You can make the simple syrup and the ginger-habanero syrup a day ahead for fast prep when you are ready to enjoy the mocktail.
If you can't make the syrup, try using ginger ale and omit the club soda if you can’t make the syrup. For cocktails, try light rum is also a tasty addition or try a dry sparkling wine instead of club soda.
Pomegranate-Ginger-Chile Nojito Cocktail
- glasses (8 ounces or less)
- 2 saucers
- cocktail shaker
- ¾ ounce Ginger-Habanero syrup (recipe below)
- 1 ounce pomegranate juice (plus some for rimming glasses)
- ½ lime (quartered)
- 8 fresh mint leaves
- 3 ounces chilled club soda
- 1 cup granulated sugar
- 1 cup water
- 6 ounces simple syrup (hot)
- 4 teaspoons chopped fresh ginger
- ½ habanero chile (seeded)
Simple Syrup (make ahead)
- Mix the sugar and water in the sauce pan and bring to a boil. The sugar should dissolve completely. Let cool completely and transfer to a jar or squeeze bottle. Makes about 12 ounces, and will keep for up to 1 month in the refrigerator.
Ginger-Habanero Syrup (make ahead)
- Heat the simple syrup and add the ginger and habanero. Steep for 10 minutes, then strain into an airtight container. Refrigerate for up to 2 weeks.
- Pour a little pomegranate juice onto a saucer and some sugar onto another saucer. Dip the edge of the glasses into the juice then into the sugar. Add ice and set glasses aside.

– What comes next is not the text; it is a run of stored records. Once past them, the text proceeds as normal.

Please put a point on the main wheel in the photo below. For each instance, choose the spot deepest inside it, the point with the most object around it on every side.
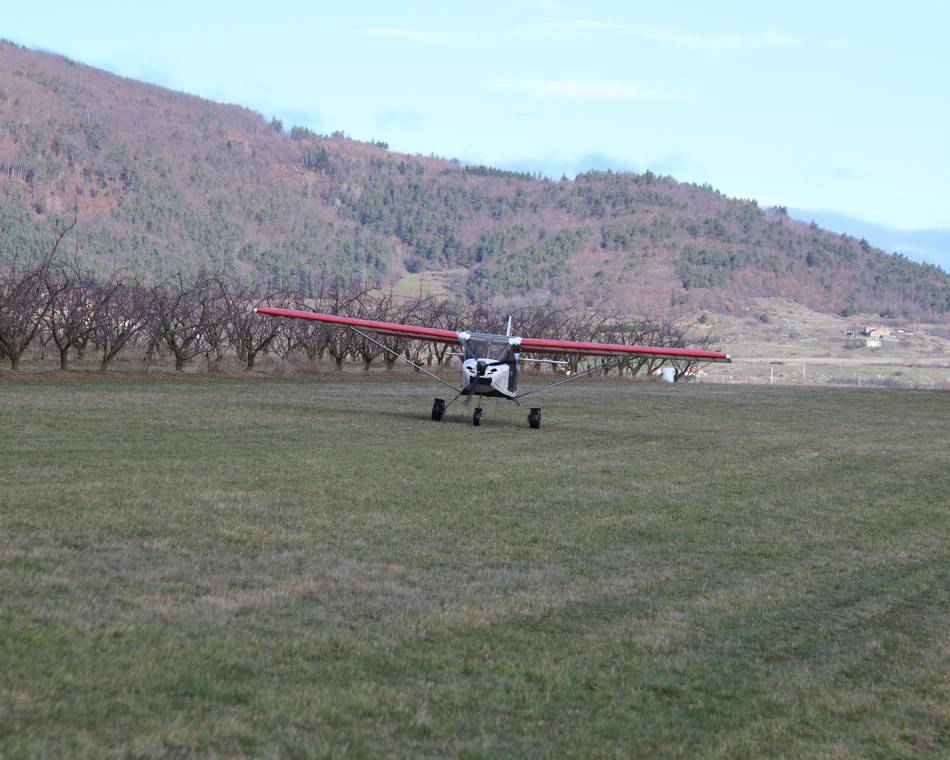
(534, 418)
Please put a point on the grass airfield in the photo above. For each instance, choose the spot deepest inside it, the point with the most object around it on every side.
(263, 566)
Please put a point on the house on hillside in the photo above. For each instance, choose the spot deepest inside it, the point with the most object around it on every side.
(876, 332)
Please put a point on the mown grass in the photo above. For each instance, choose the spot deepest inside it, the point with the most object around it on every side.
(296, 568)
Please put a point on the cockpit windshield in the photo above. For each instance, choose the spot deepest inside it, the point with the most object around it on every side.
(494, 347)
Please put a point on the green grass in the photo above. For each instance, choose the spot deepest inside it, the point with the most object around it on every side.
(294, 568)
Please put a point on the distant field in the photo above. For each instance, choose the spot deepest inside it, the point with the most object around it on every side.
(225, 566)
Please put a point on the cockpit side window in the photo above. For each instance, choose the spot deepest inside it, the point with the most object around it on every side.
(488, 347)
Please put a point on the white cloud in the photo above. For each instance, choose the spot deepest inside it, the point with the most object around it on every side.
(416, 35)
(581, 89)
(553, 31)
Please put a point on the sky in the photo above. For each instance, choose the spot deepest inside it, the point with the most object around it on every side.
(841, 107)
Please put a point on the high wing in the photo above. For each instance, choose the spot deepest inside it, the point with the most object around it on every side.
(432, 334)
(545, 346)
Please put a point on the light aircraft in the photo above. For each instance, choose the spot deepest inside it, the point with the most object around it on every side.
(492, 360)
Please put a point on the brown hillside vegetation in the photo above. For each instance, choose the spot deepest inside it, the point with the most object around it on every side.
(167, 182)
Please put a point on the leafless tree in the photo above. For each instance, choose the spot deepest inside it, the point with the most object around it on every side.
(72, 315)
(124, 310)
(180, 318)
(25, 301)
(248, 333)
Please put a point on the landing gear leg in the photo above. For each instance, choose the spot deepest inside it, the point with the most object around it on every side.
(534, 418)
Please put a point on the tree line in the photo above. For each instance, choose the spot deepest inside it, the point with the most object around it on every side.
(53, 303)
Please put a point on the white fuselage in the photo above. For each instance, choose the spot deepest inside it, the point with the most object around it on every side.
(491, 363)
(486, 376)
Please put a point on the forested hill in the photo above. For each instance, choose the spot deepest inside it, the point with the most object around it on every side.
(167, 182)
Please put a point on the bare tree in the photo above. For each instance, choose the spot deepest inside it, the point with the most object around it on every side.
(25, 301)
(71, 318)
(180, 314)
(249, 334)
(123, 312)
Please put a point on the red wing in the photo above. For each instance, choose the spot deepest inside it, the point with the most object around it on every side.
(385, 328)
(543, 346)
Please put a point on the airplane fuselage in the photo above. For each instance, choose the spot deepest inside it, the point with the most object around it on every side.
(491, 363)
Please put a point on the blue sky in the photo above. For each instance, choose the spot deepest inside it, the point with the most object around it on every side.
(815, 105)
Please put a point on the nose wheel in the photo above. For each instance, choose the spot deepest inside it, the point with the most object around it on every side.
(534, 418)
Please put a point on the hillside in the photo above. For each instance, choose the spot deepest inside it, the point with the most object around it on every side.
(166, 182)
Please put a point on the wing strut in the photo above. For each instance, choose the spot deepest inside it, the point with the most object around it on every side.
(404, 358)
(607, 365)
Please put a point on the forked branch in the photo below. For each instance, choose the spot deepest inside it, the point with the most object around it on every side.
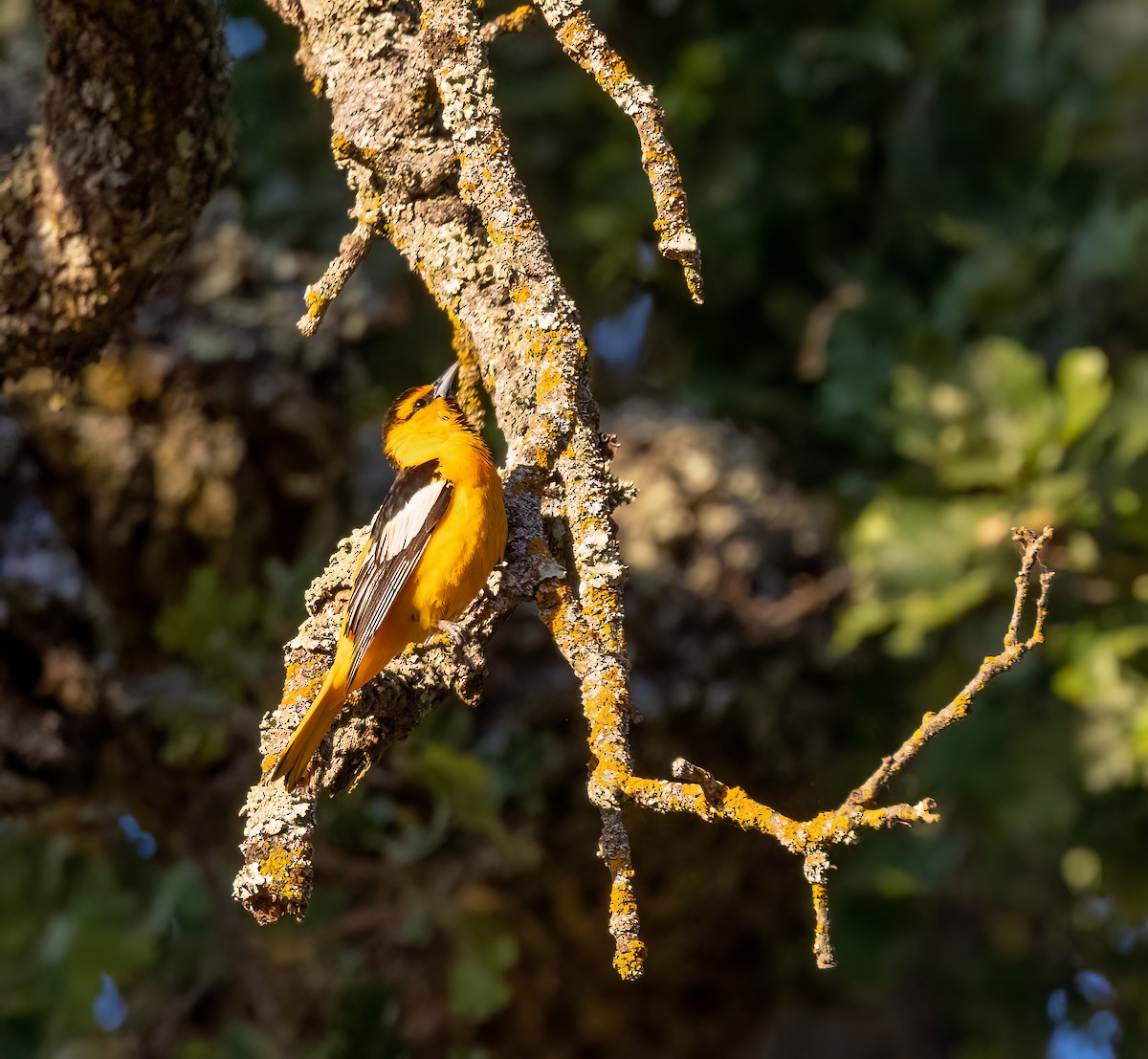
(418, 131)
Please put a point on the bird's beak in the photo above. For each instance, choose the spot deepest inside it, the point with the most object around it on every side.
(446, 383)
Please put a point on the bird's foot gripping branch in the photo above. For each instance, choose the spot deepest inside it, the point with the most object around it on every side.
(419, 135)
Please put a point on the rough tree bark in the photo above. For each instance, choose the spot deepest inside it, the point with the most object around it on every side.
(130, 148)
(418, 132)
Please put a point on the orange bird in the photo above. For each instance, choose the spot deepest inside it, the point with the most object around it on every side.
(440, 532)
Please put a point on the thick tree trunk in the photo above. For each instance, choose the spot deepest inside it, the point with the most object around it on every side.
(130, 147)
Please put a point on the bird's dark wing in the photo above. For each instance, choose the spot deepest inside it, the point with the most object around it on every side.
(399, 537)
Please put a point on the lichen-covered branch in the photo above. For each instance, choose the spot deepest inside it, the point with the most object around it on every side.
(131, 144)
(419, 135)
(585, 43)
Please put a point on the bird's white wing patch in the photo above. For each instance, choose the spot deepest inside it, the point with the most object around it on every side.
(399, 537)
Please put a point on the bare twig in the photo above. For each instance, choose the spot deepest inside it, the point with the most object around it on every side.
(351, 251)
(931, 724)
(585, 43)
(419, 135)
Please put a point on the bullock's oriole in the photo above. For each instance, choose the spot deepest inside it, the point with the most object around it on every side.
(440, 532)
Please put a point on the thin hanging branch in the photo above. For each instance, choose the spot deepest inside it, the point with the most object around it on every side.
(419, 135)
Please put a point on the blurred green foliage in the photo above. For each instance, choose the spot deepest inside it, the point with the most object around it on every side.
(961, 189)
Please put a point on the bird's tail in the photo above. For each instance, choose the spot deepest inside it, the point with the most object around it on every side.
(298, 754)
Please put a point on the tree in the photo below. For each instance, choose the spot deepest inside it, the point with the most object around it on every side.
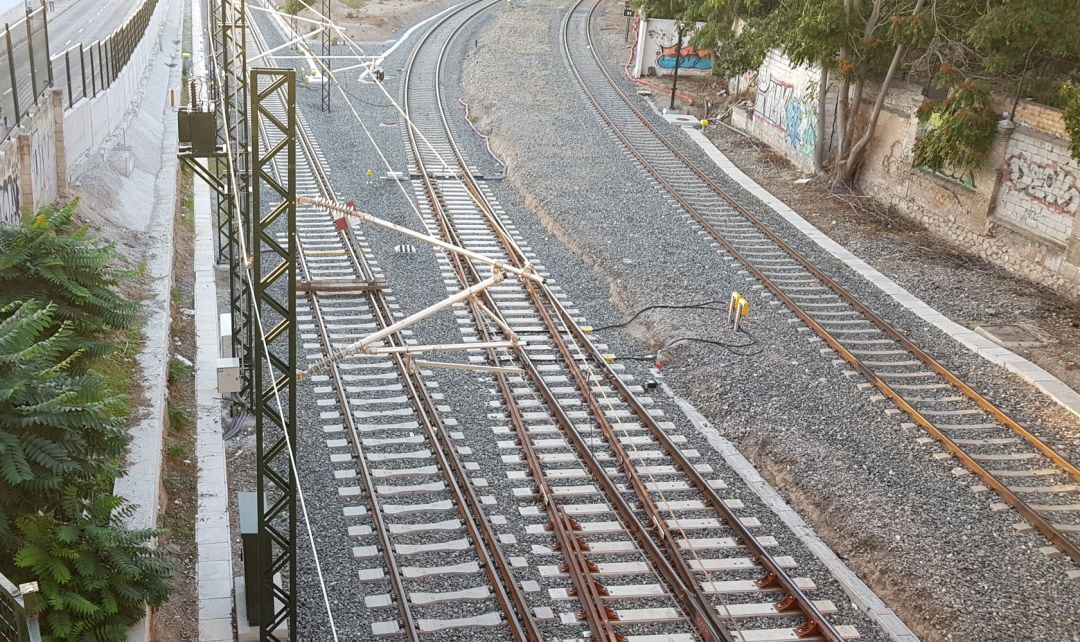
(56, 427)
(868, 43)
(963, 128)
(95, 577)
(1070, 95)
(51, 258)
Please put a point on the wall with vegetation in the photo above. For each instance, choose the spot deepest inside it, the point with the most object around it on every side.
(1018, 211)
(32, 166)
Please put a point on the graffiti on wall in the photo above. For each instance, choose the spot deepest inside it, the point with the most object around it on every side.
(778, 106)
(1051, 185)
(690, 57)
(9, 199)
(43, 162)
(663, 40)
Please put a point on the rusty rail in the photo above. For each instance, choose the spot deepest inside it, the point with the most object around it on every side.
(1055, 536)
(675, 572)
(508, 591)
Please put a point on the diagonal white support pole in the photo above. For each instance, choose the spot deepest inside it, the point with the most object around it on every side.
(473, 366)
(441, 348)
(362, 345)
(527, 272)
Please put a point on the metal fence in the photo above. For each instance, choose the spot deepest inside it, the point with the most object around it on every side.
(85, 69)
(24, 54)
(18, 619)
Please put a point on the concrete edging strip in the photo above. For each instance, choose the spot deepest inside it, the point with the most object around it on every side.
(861, 596)
(214, 570)
(1047, 383)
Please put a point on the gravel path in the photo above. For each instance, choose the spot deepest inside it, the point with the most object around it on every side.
(905, 521)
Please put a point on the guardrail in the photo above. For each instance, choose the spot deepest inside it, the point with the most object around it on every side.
(18, 614)
(24, 54)
(28, 68)
(83, 70)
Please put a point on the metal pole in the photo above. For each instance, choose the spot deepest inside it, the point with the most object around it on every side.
(324, 71)
(11, 68)
(273, 279)
(49, 53)
(67, 69)
(678, 53)
(29, 49)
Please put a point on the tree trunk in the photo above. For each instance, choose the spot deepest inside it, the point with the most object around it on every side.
(819, 145)
(848, 164)
(841, 125)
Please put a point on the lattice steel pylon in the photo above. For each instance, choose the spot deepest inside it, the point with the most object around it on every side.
(233, 47)
(273, 217)
(324, 72)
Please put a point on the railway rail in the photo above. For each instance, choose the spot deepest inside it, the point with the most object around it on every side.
(649, 546)
(1038, 482)
(417, 495)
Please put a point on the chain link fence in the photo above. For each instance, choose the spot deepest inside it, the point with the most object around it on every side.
(25, 71)
(84, 70)
(18, 622)
(27, 67)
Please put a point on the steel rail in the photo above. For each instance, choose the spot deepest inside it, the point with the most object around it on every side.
(774, 575)
(674, 569)
(1053, 534)
(679, 579)
(495, 563)
(592, 609)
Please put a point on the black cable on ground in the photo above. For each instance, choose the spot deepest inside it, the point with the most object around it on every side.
(733, 348)
(703, 305)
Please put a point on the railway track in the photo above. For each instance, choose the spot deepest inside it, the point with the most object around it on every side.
(424, 549)
(1029, 476)
(643, 545)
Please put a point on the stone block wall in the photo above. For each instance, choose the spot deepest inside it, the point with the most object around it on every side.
(1018, 212)
(1040, 187)
(32, 165)
(785, 109)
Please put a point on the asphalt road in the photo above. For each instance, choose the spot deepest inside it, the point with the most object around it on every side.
(71, 22)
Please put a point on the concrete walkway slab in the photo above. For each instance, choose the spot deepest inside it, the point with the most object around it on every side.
(214, 579)
(1047, 383)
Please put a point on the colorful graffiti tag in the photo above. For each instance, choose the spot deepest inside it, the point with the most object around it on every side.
(778, 106)
(665, 39)
(690, 57)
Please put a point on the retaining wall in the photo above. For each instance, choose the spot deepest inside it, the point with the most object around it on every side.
(785, 109)
(32, 161)
(1018, 212)
(657, 40)
(91, 121)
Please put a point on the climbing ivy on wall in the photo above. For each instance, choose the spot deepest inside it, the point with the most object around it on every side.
(962, 126)
(1070, 95)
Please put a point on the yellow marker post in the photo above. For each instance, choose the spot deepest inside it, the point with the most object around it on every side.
(738, 308)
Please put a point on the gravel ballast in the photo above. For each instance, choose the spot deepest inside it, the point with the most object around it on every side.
(908, 525)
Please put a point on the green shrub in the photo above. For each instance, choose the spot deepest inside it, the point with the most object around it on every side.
(51, 258)
(95, 577)
(56, 427)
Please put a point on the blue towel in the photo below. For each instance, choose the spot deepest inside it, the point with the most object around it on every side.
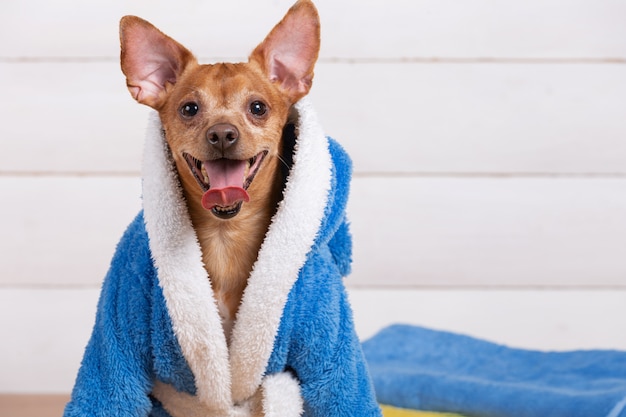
(429, 370)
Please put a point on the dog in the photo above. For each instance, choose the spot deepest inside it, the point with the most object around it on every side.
(224, 124)
(225, 295)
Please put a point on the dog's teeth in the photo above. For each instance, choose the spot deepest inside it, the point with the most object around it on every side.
(205, 176)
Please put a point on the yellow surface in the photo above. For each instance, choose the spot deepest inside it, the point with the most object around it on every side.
(399, 412)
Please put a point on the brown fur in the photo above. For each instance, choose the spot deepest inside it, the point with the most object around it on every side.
(164, 75)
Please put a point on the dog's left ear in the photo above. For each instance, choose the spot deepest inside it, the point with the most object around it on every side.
(150, 60)
(288, 53)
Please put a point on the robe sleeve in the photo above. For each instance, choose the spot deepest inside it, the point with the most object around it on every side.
(114, 378)
(326, 354)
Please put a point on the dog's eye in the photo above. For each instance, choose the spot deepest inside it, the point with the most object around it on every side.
(189, 109)
(258, 108)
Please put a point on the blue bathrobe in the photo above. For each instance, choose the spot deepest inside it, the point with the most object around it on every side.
(157, 347)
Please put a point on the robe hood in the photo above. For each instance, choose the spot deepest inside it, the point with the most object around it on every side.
(158, 342)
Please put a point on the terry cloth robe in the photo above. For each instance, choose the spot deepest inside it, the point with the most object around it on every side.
(293, 350)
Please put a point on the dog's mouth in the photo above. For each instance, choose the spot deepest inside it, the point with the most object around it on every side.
(225, 182)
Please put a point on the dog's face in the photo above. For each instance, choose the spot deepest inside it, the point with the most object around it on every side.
(223, 122)
(224, 125)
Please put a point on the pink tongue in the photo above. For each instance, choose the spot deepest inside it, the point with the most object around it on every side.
(226, 177)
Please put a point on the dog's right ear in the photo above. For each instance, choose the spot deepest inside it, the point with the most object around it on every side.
(150, 60)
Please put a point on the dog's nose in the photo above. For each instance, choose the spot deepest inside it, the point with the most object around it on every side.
(222, 135)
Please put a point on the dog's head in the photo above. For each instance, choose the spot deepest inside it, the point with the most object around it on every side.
(223, 122)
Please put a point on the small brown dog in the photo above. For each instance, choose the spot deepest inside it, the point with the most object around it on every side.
(224, 124)
(225, 296)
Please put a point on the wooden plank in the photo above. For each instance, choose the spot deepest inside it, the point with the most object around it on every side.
(476, 232)
(63, 231)
(468, 232)
(49, 328)
(351, 29)
(33, 405)
(477, 118)
(408, 118)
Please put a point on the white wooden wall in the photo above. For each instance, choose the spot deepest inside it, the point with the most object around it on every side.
(489, 145)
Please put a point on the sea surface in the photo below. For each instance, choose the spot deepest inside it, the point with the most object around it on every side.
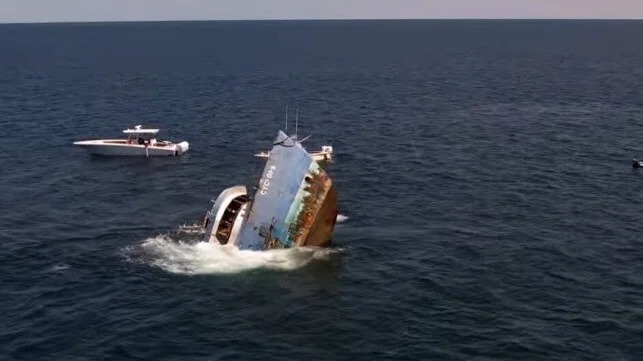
(489, 210)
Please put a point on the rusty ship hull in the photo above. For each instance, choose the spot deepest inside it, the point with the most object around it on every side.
(293, 205)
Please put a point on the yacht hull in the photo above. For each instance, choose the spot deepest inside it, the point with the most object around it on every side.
(294, 204)
(124, 149)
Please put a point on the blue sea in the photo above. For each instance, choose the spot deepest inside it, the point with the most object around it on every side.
(489, 210)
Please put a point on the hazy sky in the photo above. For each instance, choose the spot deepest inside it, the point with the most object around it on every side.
(127, 10)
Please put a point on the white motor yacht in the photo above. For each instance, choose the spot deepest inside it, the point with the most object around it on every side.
(139, 142)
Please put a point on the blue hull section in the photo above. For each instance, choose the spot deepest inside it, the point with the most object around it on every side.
(291, 191)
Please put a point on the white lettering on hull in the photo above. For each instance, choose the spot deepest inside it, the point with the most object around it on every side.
(265, 184)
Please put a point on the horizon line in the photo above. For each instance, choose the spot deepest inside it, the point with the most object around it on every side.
(312, 19)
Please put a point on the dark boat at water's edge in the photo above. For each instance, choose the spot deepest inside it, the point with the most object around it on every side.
(294, 204)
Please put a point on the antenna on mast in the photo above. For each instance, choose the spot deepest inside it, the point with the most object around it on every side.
(286, 118)
(296, 121)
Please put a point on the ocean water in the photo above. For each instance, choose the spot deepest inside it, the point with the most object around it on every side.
(489, 208)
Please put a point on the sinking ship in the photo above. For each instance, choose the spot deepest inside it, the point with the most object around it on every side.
(293, 205)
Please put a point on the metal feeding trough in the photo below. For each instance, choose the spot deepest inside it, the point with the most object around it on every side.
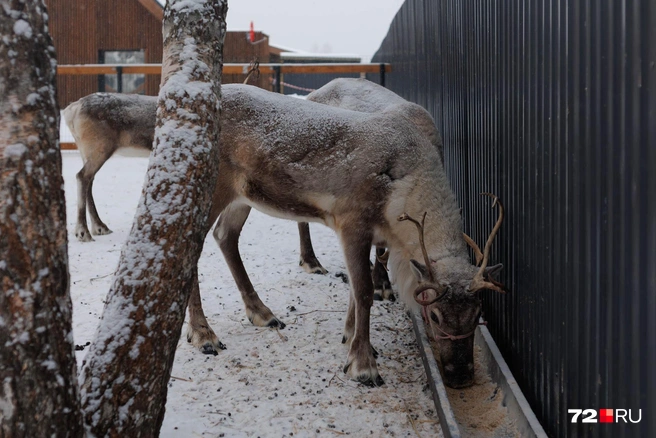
(517, 410)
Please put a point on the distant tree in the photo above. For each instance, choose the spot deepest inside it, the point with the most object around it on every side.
(38, 386)
(124, 381)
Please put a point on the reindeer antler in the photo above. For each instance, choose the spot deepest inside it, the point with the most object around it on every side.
(420, 229)
(477, 251)
(432, 284)
(479, 282)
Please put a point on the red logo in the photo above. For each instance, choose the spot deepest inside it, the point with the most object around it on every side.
(606, 416)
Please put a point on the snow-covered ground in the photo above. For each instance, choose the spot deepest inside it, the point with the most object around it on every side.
(267, 383)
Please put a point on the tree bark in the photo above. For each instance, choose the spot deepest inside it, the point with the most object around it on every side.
(124, 381)
(38, 386)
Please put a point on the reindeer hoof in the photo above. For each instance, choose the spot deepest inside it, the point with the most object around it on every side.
(83, 235)
(209, 348)
(313, 267)
(100, 231)
(276, 323)
(368, 381)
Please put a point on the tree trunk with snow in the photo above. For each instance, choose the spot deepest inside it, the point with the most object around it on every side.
(124, 381)
(38, 386)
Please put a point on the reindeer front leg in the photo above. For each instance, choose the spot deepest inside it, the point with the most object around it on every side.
(226, 234)
(309, 260)
(199, 332)
(361, 360)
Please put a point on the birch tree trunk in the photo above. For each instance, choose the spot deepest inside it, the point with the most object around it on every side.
(38, 386)
(124, 380)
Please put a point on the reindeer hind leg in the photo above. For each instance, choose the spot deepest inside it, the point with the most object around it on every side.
(98, 227)
(226, 234)
(382, 284)
(94, 157)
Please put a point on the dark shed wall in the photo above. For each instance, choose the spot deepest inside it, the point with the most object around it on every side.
(551, 104)
(81, 29)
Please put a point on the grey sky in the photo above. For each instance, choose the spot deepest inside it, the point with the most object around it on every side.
(343, 26)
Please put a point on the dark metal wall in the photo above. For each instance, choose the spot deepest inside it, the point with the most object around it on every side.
(551, 104)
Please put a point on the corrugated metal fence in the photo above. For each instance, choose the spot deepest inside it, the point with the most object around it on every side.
(552, 106)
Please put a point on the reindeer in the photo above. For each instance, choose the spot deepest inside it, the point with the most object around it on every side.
(357, 173)
(365, 96)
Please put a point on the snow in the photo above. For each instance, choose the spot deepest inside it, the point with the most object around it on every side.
(23, 28)
(267, 383)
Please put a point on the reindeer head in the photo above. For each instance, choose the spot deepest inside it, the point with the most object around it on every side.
(452, 305)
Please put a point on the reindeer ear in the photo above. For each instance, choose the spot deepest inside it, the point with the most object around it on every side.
(420, 271)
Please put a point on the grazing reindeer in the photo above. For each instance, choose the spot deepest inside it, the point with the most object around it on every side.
(356, 173)
(365, 96)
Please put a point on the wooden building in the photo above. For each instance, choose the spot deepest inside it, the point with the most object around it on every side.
(128, 32)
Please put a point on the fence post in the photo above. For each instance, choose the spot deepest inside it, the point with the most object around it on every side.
(119, 79)
(276, 79)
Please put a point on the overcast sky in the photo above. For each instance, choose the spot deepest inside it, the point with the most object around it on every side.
(338, 26)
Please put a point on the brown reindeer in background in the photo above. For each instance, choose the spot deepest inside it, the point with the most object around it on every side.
(355, 172)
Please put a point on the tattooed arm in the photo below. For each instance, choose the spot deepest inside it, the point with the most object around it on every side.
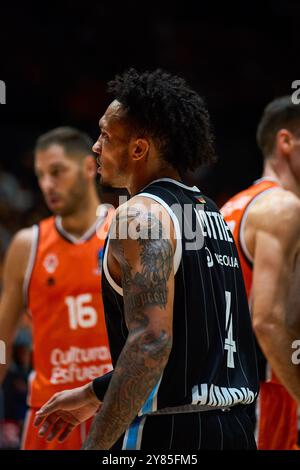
(147, 276)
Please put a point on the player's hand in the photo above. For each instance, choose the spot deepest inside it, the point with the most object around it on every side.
(65, 410)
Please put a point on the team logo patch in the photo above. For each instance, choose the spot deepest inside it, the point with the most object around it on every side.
(100, 260)
(50, 263)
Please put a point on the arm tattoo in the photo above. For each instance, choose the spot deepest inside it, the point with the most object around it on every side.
(145, 353)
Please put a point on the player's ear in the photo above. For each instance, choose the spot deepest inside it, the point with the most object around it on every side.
(90, 166)
(139, 148)
(284, 142)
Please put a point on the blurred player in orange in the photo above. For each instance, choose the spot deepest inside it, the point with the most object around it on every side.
(265, 220)
(52, 269)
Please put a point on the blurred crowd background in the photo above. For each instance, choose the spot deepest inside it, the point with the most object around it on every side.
(56, 58)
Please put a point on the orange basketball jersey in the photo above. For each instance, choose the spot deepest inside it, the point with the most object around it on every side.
(277, 420)
(63, 292)
(235, 212)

- In the cocktail shaker, muddle the lime wedges, mint leaves, and ginger-habanero syrup. Add 1 ounce of pomegranate juice and ice, then shake well. Strain into the prepared glass and stir in the club soda.
Maija Haavisto says
Sounds yummy. I think the best ginger syrup, however, is made as a byproduct of candied ginger (in fact the only reason why I make candied ginger!).
For some reason I never thought of making the sugar edging of glasses with anything but water. Much prettier with juice!